Puesta en marcha y tratamiento

El tratamiento individualizado de Neuroactive consiste en 3 fases:

  1. Fase de Diagnóstico y Evaluación (2 sesiones)
  2. Fase de Tratamiento (10 sesiones)
  3. Fase de Evaluación y Control (2 sesiones)

El tratamiento de Neuroactive consiste en llevar a cabo 14 sesiones utilizando un electroencefalograma y un software que permite observar los porcentajes de mejora y ayuda a que el paciente elabore sus propias estrategias de aprendizaje.

De esta forma, a diferencia de los talleres de memoria o de terapia para la mejora cognitiva, se conoce con exactitud en qué situación se encuentra el paciente cuando comienza el tratamiento (evaluación) y los porcentajes de mejora intrasesión e intersesión.
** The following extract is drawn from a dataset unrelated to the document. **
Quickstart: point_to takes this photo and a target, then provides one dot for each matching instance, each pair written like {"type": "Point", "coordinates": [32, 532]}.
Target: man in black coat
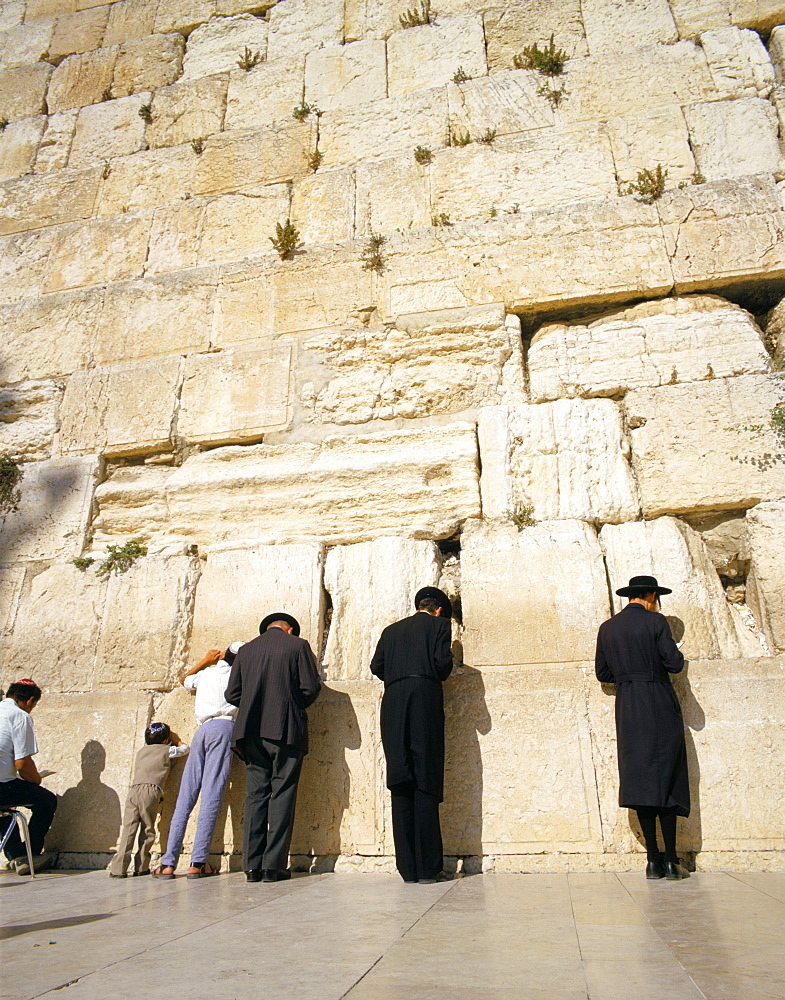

Es una tecnología que está avalada científicamente. Es un tratamiento innovador con una fiabilidad y validez que nos indican evidencia empírica. En el caso de aplicación a personas supervivientes de cáncer, se les aplicaría un programa Wellness Medical. Para ello se realizará una prueba de screening y como se ha explicado anteriormente también de valores cognitivos.

Es necesario realizar una sesión por semana o incluso dos sesiones. Pero la persona que se incorpore en el proyecto se tiene que comprometer al cumplimiento del programa salvo excepciones de salud, etc.